Cette atrophie va entraîner une réduction de la prolifération épithéliale et de la synthèse du glycogène, une élimination de la flore pelvienne normale (Lactobacillus) en raison d’un pH qui devient trop élevé et une diminution de la vascularisation. Tout cela provoque une diminution de la transsudation et des sécrétions vaginales.
La prévalence de la sécheresse vaginale varie entre 27 % et 55 %, la dyspareunie entre 32 % et 42 % et les infections des voies urinaires entre 4 % et 15 % chez les femmes ménopausées.
L’impact de ces symptômes peut être mesuré avec deux échelles. La première est le score de Fridmann qui est un indice de sécheresse vaginale ; la seconde est l’échelle de détresse sexuelle féminine ‐ révisée (FSD scale‐revised), qui mesure la souffrance morale des femmes.
Le but de la prise en charge est de régénérer la zone vulvo‐vaginale pour augmenter la vascularisation, la néocollagenèse, la régénération des nerfs et des tissus, de restaurer la trophicité et la fonction des grandes lèvres.

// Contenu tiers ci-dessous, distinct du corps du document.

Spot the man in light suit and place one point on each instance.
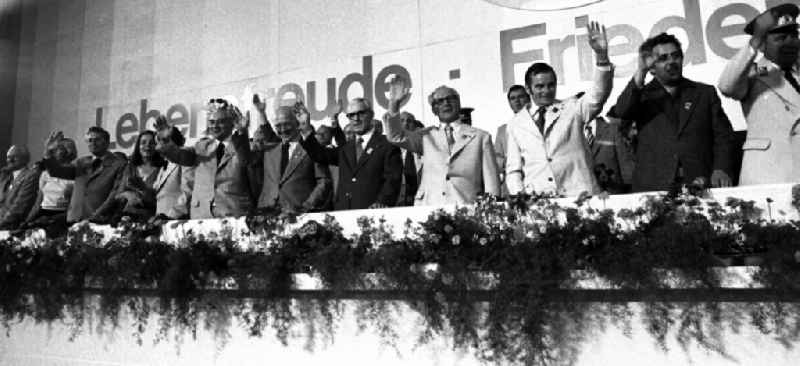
(458, 161)
(547, 151)
(770, 102)
(95, 176)
(369, 166)
(518, 99)
(221, 187)
(19, 184)
(292, 181)
(684, 135)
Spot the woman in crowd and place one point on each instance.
(52, 201)
(134, 194)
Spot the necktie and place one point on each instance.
(448, 131)
(787, 73)
(540, 119)
(220, 151)
(359, 148)
(284, 156)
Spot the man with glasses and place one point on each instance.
(94, 175)
(221, 187)
(547, 152)
(684, 136)
(370, 168)
(770, 96)
(458, 161)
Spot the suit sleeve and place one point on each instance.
(338, 136)
(514, 164)
(400, 137)
(181, 208)
(185, 156)
(628, 105)
(322, 191)
(591, 104)
(491, 178)
(26, 196)
(392, 177)
(723, 135)
(319, 153)
(734, 82)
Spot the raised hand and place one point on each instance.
(260, 105)
(335, 117)
(598, 40)
(240, 122)
(52, 142)
(399, 92)
(303, 118)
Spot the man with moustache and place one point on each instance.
(94, 175)
(547, 151)
(221, 187)
(684, 135)
(458, 161)
(770, 96)
(19, 184)
(370, 168)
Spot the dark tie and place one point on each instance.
(284, 156)
(787, 73)
(540, 119)
(359, 147)
(448, 131)
(220, 151)
(411, 169)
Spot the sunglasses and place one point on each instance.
(361, 114)
(451, 99)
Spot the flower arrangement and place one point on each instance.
(516, 258)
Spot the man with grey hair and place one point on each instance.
(458, 161)
(18, 187)
(369, 167)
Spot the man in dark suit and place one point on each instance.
(370, 167)
(611, 153)
(18, 187)
(94, 175)
(684, 135)
(291, 180)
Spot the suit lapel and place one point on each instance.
(164, 174)
(687, 105)
(551, 116)
(225, 157)
(294, 161)
(462, 138)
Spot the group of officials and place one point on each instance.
(670, 130)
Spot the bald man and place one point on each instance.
(18, 187)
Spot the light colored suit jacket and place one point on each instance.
(17, 196)
(303, 186)
(173, 191)
(772, 109)
(559, 161)
(449, 177)
(220, 189)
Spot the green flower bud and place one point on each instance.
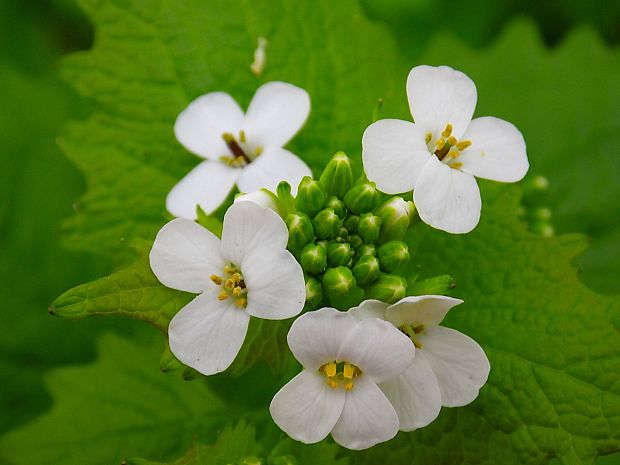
(338, 281)
(337, 205)
(369, 227)
(313, 259)
(392, 255)
(388, 288)
(337, 177)
(356, 241)
(362, 198)
(395, 215)
(367, 249)
(352, 222)
(314, 294)
(326, 224)
(339, 254)
(310, 196)
(300, 230)
(366, 270)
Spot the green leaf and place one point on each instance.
(118, 406)
(149, 62)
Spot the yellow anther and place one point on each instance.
(348, 371)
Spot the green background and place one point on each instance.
(39, 186)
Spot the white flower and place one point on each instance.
(245, 150)
(337, 390)
(449, 368)
(440, 154)
(247, 273)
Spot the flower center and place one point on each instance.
(412, 332)
(232, 285)
(447, 148)
(241, 152)
(340, 373)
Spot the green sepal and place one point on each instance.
(337, 177)
(438, 285)
(388, 288)
(310, 196)
(393, 255)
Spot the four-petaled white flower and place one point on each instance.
(247, 273)
(337, 390)
(439, 155)
(449, 368)
(245, 150)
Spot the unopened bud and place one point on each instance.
(326, 224)
(366, 270)
(300, 230)
(369, 227)
(310, 197)
(392, 255)
(339, 254)
(337, 177)
(314, 294)
(313, 259)
(351, 223)
(367, 249)
(356, 241)
(362, 198)
(388, 288)
(338, 281)
(395, 215)
(337, 205)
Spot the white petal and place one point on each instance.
(184, 255)
(369, 309)
(247, 226)
(270, 168)
(206, 185)
(394, 153)
(207, 333)
(367, 419)
(497, 151)
(275, 283)
(315, 337)
(428, 310)
(447, 198)
(441, 95)
(306, 408)
(377, 348)
(276, 113)
(459, 363)
(200, 126)
(262, 197)
(414, 394)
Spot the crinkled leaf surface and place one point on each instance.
(119, 406)
(553, 345)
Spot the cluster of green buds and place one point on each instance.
(347, 236)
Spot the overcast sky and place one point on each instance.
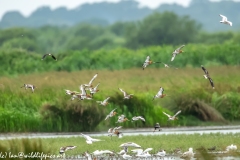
(26, 7)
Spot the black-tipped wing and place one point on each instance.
(204, 69)
(211, 82)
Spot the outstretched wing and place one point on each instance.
(106, 100)
(204, 69)
(224, 18)
(44, 55)
(180, 47)
(124, 93)
(54, 57)
(211, 82)
(82, 89)
(173, 56)
(177, 113)
(95, 76)
(166, 114)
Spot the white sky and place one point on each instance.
(26, 7)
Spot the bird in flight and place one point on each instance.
(224, 20)
(207, 76)
(49, 54)
(176, 52)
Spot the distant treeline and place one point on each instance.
(17, 61)
(155, 30)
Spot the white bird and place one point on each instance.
(104, 103)
(161, 153)
(188, 154)
(135, 118)
(26, 86)
(147, 62)
(224, 20)
(130, 144)
(97, 152)
(172, 117)
(126, 156)
(121, 119)
(90, 82)
(160, 93)
(125, 150)
(94, 90)
(111, 114)
(89, 139)
(126, 96)
(64, 149)
(231, 148)
(176, 52)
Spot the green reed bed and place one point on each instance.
(168, 142)
(48, 109)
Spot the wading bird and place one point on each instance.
(172, 118)
(207, 76)
(148, 62)
(224, 20)
(49, 54)
(89, 139)
(26, 86)
(125, 95)
(176, 52)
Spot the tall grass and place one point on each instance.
(49, 109)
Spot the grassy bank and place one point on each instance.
(49, 109)
(157, 142)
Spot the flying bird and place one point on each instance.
(64, 149)
(160, 94)
(49, 54)
(224, 20)
(207, 76)
(126, 96)
(148, 62)
(135, 118)
(104, 103)
(157, 126)
(90, 82)
(26, 86)
(176, 52)
(172, 118)
(111, 114)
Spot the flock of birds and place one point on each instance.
(139, 153)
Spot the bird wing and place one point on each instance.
(106, 100)
(82, 89)
(180, 47)
(160, 92)
(205, 71)
(177, 113)
(54, 57)
(224, 18)
(44, 55)
(173, 56)
(211, 82)
(166, 114)
(124, 93)
(95, 76)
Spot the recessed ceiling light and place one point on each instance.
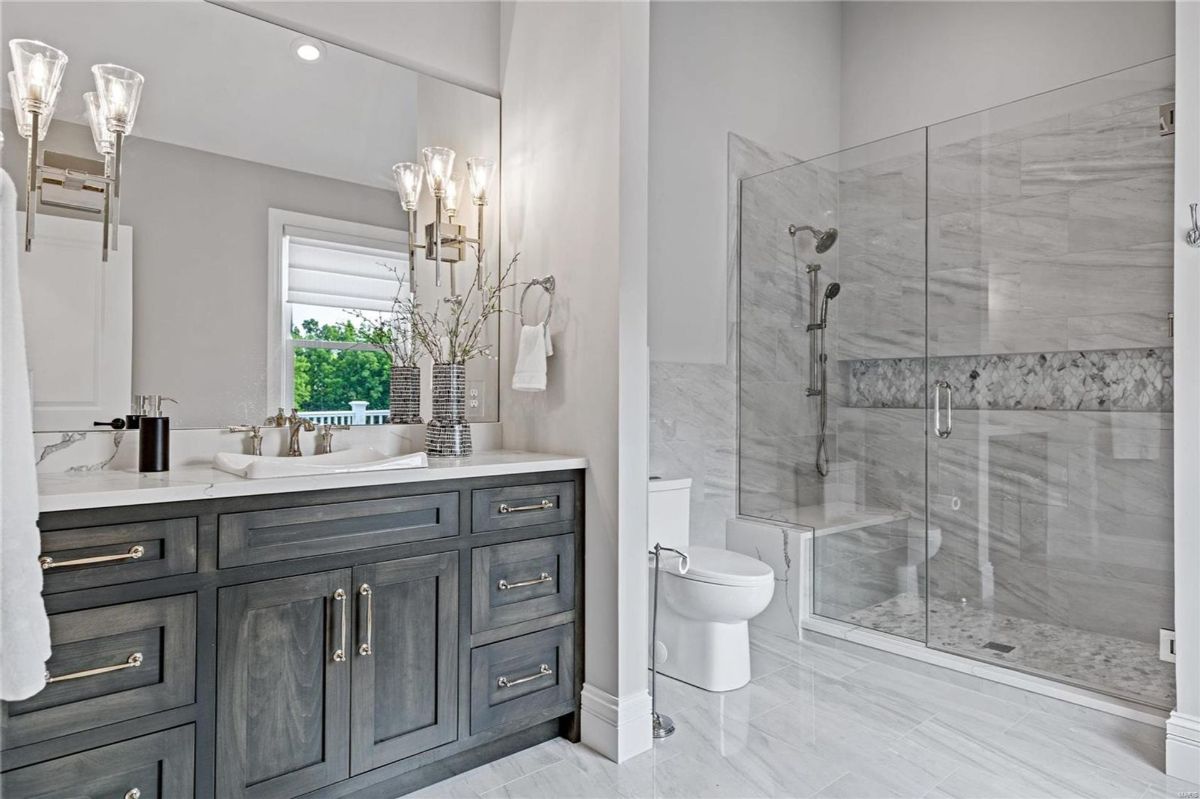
(307, 49)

Le résultat attendu est l’hydra tation et la stimulation de la muqueuse vaginale, la restauration du trophisme tissulaire, de la flore bactérienne (Lactobacillus), d’un pH normal/acide, ainsi qu’une transsudation normale.
Acide hyaluronique et lipofilling
L’acide hyaluronique est fréquemment utilisé et a montré son bénéfice. À 1 mois, 90 % des patientes sont satisfaites, 75 % très satisfaites et 15 % moyennement satisfaites. Ce taux diminue à 6 mois, d’où la nécessité de renouveler le traitement. Ce traitement permet la réhydratation de la muqueuse vaginale(3). D’autres solutions existent comme le plasma riche en plaquettes (PRP)(4), les lasers(5) et la technique du microfat nanofat grafting que nous avons développée il y a plus de 5 ans.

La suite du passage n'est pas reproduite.